Non-compliance of corporate governance harms HK's financial sector
Updated: 2014-02-17 07:13
By Fung Keung (HK Edition)
Hong Kong's status as a world financial center is being threatened by local companies' non-compliance of corporate governance. The trend, if anything, is worrying. The Securities and Futures Commission is well-advised to play a more active role in urging local firms to extend more protection to minority shareholders.
A survey done by BDO Ltd, a financial services consultancy, has found that the percentage of companies in the city complying with Hong Kong's corporate governance code plunged to its lowest level since the code was first adopted in the city in 2006.
With the launch of a free-trade zone in Shanghai a few months ago and Beijing's plans to have 10 or so more to be set up in other places on the mainland, Hong Kong's competitiveness in attracting foreign investment can be weakened if investors' rights aren't well protected.

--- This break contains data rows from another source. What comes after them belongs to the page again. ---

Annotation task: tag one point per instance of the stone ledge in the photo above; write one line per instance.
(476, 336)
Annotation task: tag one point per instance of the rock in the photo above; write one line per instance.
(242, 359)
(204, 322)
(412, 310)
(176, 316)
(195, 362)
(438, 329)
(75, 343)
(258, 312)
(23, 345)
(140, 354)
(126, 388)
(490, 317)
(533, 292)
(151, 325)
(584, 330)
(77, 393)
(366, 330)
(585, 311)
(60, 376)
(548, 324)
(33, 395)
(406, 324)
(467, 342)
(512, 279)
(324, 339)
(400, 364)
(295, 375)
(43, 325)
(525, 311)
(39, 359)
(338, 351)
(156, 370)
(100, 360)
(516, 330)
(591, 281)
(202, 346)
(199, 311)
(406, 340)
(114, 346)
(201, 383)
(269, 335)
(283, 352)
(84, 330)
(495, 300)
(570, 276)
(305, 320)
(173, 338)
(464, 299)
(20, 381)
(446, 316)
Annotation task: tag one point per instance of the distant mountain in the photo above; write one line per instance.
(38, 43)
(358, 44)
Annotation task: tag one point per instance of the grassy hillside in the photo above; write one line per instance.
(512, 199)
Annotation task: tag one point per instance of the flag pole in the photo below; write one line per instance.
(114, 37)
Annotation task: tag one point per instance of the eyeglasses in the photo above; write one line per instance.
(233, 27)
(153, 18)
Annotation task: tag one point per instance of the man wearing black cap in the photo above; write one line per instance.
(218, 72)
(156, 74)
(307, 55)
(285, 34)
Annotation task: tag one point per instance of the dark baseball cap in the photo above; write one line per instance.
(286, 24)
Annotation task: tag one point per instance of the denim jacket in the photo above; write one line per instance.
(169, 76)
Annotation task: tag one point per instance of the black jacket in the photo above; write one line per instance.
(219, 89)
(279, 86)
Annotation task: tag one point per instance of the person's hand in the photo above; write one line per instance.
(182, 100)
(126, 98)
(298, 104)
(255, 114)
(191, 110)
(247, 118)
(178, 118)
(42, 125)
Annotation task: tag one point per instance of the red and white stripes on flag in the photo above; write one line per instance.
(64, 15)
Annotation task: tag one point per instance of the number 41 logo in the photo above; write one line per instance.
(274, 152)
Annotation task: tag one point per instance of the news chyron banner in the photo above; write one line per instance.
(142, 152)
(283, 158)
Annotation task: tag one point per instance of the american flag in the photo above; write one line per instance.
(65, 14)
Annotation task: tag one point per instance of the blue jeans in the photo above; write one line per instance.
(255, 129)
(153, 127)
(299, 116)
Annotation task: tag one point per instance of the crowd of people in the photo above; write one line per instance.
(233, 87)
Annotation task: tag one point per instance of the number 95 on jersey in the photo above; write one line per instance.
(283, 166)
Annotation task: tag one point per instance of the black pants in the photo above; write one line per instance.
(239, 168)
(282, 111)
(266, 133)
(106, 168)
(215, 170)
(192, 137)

In the free-trade zones, Beijing has boldly moved a step further in its market-economy reforms. For instance, foreign banks in the free-trade zones are allowed to make loans, set lending rates and conduct foreign-exchange business freely (almost). Previously, these market-economy measures were only available in Hong Kong.
Those who wish to see Hong Kong maintaining its competitiveness, such as the Hong Kong General Chamber of Commerce, Hong Kong Association of Banks and the Chinese Manufacturers' Association, should start a joint campaign to rein in companies which exhibit the highest levels of non-compliance of Hong Kong's corporate governance code.
The BDO research highlights several areas of non-compliance, which include the lack of a whistle-blowing policy, a policy to communicate with minority shareholders and a policy to separate the roles of the company chairman and the CEO.
About 82 percent of Hang Seng Composite Index firms don't have a policy to talk to their minority shareholders, about 77 percent fail to comply with a requirement to establish a whistle-blowing mechanism for people to report any malpractices involving senior management, the survey shows. About a quarter of Hang Seng Composite Index firms do not comply with the policy to have different people occupying the posts of chairman and chief executive.
Of the 12 industries surveyed, conglomerates, telecommunication, property development and consumer goods showed the worst decline in 2013 compared with a year earlier. Conglomerates that showed full compliance of the code or "provided more information" fell from 86 percent to 25 percent; and consumer goods firms dropped to 53 percent in 2013 from 70 percent in 2012.
The high levels of non-compliance of various policies perhaps are due to the fact that the corporate-governance code is a voluntary one. Since non-compliance doesn't carry any legal penalty, many family-run companies' owners may not want to share their secrets with minority shareholders. This line of thought, nevertheless, must change.
Hong Kong has very little natural resources. We rely heavily on foreign investment. Non-compliance of corporate governance definitely will drive foreign investors to the mainland or other developing economies in Asia. For Hong Kong's economic development and perhaps survival, local companies must be more willing to open up and disclose more information to foreign investors.
Last but not least, our Securities and Futures Commission (SFC), an independent statutory body set up in 1989 to regulate the securities and futures markets in Hong Kong, can play a more active role in "coercing" companies to comply with the code on corporate governance. SFC derives a broad range of investigative, remedial and disciplinary powers from the Securities and Futures Ordinance and a subsidiary legislation.
The author is coordinator of the Financial Journalism major program at Hong Kong Baptist University.